Aung La N Sang is a former two-division MMA champion in ONE. "The Burmese Python" has been with the promotion since 2014, and has headlined some of the biggest shows in its history — including several in his native Myanmar. The final chapter of his impressive career will begin when he takes on Turkiye's Shamil Erdogan in the first fight of his new deal. The bout will feature on the main card of Saturday's ONE 168 card in Denver, the Singaporean promotion's second event on US soil after a thrilling debut in the same city in May, 2023.
Aung La N Sang, who was born in Myanmar but has spent most of his life living in the US, submitted Fan Rong on last year's Denver card. He is excited to be competing on his home soil again, and aims to give the American fans inside the Ball Arena another finish.

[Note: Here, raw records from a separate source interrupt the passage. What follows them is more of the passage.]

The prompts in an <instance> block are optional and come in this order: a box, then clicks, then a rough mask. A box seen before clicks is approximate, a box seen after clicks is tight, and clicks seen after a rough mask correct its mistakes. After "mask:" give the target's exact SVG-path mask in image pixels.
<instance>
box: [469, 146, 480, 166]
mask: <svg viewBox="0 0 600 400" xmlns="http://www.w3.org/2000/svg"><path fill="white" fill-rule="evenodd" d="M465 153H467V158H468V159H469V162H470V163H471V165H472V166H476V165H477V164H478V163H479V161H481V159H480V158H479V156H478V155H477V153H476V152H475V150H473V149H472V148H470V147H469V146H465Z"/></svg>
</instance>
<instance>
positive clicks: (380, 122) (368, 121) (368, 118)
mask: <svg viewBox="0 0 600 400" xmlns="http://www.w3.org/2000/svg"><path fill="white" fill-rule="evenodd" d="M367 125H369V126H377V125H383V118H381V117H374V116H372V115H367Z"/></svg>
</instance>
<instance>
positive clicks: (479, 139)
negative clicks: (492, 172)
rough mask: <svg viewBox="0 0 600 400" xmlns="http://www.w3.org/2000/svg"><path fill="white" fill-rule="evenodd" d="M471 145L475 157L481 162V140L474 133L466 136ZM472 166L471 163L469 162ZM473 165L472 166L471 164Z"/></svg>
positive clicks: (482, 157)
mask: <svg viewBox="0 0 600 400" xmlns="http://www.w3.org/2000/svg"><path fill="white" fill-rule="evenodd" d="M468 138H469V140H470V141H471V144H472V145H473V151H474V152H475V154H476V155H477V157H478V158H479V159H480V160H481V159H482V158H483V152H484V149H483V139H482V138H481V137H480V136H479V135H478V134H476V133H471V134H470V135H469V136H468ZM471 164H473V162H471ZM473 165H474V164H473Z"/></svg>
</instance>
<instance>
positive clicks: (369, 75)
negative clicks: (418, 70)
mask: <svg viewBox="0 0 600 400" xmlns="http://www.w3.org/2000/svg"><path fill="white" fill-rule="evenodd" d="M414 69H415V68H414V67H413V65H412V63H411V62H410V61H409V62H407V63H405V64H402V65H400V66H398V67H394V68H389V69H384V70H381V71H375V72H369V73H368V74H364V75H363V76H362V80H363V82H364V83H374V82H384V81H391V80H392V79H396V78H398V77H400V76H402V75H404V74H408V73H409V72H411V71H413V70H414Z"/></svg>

"The reception I got from the fans in America and the Burmese fans in America [last year], it's amazing, it's such an honor," he said. "That's why I'm working really hard for this fight, training hard for this fight, making sure I'm on point and I'm gonna be able to put on the best performance yet."
Aung La N Sang knows beating "a beast" like Erdogan will be a tall order. The Turkish wrestling specialist is undefeated through nine pro fights, and debuted in ONE with a body kick stoppage of Fan last year.
He has said he considers Aung La N Sang an easy fight.
The Burmese-American veteran assures he is "well prepared" to give his opponent a rude awakening.
"I don't think I'm an easy fight for any middleweight in the world," he said. "We'll find out on September 6.
"I'm gonna look to finish him in every second of that fight."
Aung La N Sang went a tough 1-3 from 2020 to 2022, losing both his titles in that stretch. He has since rebounded from that skid with three straight finishes — clubbing knockouts of Yushin Okami and Gilberto Galvao, and his submission win over Fan.
If he beats Erdogan, he'll be hard to deny as the top contender for a shot at the middleweight title, now the property of three-division champion Anatoly Malykhin.
Another title reign would be the perfect way for the near 50-fight veteran to cap off his career — and it's certainly not impossible — but he refuses to put the cart before the horse.
"[The title] means nothing to me right now," he said. "Only Shamil matters."
"I can't say nothing [about a title shot] if I can't finish Shamil."